# Transfert dossiers vers iPad



## EOB (3 Février 2011)

Bonjour,

Je souhaiterai transférer un dossier de 9.08 GB, 1'500 sous dossiers et 12'000 fichiers.

Est-il possible de transférer cet énorme dossier d'un coup vers mon iPad ?

Ou dois-je créer chaque dossier/sous dossier et transférer les fichiers par dossier/sous dossier?

Merci de votre aide.


----------



## Mouette94 (3 Février 2011)

Je pensais essayer avec GoodReader, très satisfaisant pour le transfert de fichiers, mais ne l'ai pas encore fait. Si tu le testes, merci de nous dire si ça marche !


----------



## EOB (4 Février 2011)

J'ai cette application. Elle est très bien, simple d'utilisation.
Mais je ne peux pas transférer directement les dossiers.
Il faut en premier créer le dossier sur l'iPad, envoyer les fichiers ensuite sur l'iPad et finalement déplacer les fichiers dans le dossier concerné.


----------



## Gwen (4 Février 2011)

Tu compresses ton dossier et tu le transfert, ensuite, une fois décompressés sur l'iPad, les sous dossiers seront conservés.

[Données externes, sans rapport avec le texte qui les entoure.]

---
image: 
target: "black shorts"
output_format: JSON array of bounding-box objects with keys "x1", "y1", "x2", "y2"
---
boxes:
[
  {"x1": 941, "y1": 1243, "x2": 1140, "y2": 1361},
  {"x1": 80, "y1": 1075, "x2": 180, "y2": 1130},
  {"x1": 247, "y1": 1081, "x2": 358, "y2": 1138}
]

Vu la taille, je te conseil néanmoins de compressé ça sous dossier par sous dossier et non ton dossier principal.

À toi de t'organiser au mieux en fonction de la place sur ton iPad.


----------



## EOB (4 Février 2011)

gwen a dit:


> Tu compresses ton dossier et tu le transfert, ensuite, une fois décompressés sur l'iPad, les sous dossiers seront conservés.
> 
> Vu la taille, je te conseil néanmoins de compressé ça sous dossier par sous dossier et non ton dossier principal.
> 
> À toi de t'organiser au mieux en fonction de la place sur ton iPad.


 

Un IMMENSE merci!


----------